Artikel 146, onderdeel b, komt te luiden:

b. de inlevering van rijbewijzen, bedoeld in de artikelen 120, tweede lid, 124, vierde lid, en 132, vijfde lid, onderdeel b, van de wet;

AA

Artikel 147, onderdeel b, komt te luiden:

b. de inlevering van rijbewijzen, bedoeld in artikel 124, vierde lid, van de wet;

BB

Artikel 148, onderdeel d, komt te luiden:

d. de ongeldigverklaring van rijbewijzen, bedoeld in de artikelen 132, tweede lid, en 134, derde lid, van de wet;

CC

Artikel 152, tweede lid, onderdeel c, komt te luiden:

c. geslachtsnaam, eerste voornaam voluit, voorletters van eventuele overige voornamen, geboortedatum en geboorteplaats van de houder;

DD

Artikel 160, onderdeel b, komt te luiden:

b. een pasfoto van de aanvrager, die voldoet aan de bij ministeriële regeling vastgestelde eisen;

EE

Artikel 183 wordt als volgt gewijzigd:

1. Het tweede lid wordt vernummerd tot het derde lid.
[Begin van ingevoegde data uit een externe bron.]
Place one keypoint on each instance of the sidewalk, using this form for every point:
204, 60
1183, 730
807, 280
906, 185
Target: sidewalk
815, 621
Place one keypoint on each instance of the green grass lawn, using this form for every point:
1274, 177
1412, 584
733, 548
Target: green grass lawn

2. Na het eerste lid wordt een nieuw tweede lid ingevoegd, dat luidt:

  • 2. Voor de toepassing van artikel 35, onderdeel b onder II, wordt onder een rijbewijs waarvan de geldigheidsduur verstrijkt op of na de dag waarop hij de leeftijd van 70 jaren bereikt, mede verstaan een op basis van de Wegenverkeerswet afgegeven rijbewijs waarvan de geldigheidsduur verstrijkt op of na de dag waarop hij de leeftijd van 70 jaren bereikt.

3. In het derde lid (oud tweede lid) wordt de zinsnede «de artikelen 46, vierde lid, 107 en 108» vervangen door de zinsnede: de artikelen 44, derde lid, 45, derde lid, 46, derde lid, 107 en 108.

FF

Artikel 197, derde lid, onderdeel b, komt te luiden:

b. een pasfoto van de aanvrager, die voldoet aan de bij ministeriële regeling vastgestelde eisen.

ARTIKEL II

Het Besluit rijonderricht motorrijtuigen2 wordt als volgt gewijzigd:

A

Artikel 8, onderdeel A, punt 1, komt te luiden:

1. kennis van en inzicht in de achtergrond van de voorschriften van de Wegenverkeerswet 1994, het Reglement verkeersregels en verkeerstekens 1990 en het Reglement rijbewijzen, alsmede globale kennis van het Voertuigreglement;

B

Artikel 10 komt te luiden:

Artikel 10

De hoofdopleiding, bedoeld in artikel 17, tweede lid, onderdeel a, van de wet, waarvan het bezit van een geldig diploma is vereist voor de afgifte van een certificaat voor het geven van bijscholing, is een opleiding op het niveau van het wetenschappelijk onderwijs of het hoger-beroepsonderwijs, waarbij is geëxamineerd in een van de volgende vakken: psychologie, pedagogiek, andragogiek, voorlichtingskunde of onderwijskunde.

ARTIKEL III

Dit besluit treedt in werking met ingang van 1 juni 2000.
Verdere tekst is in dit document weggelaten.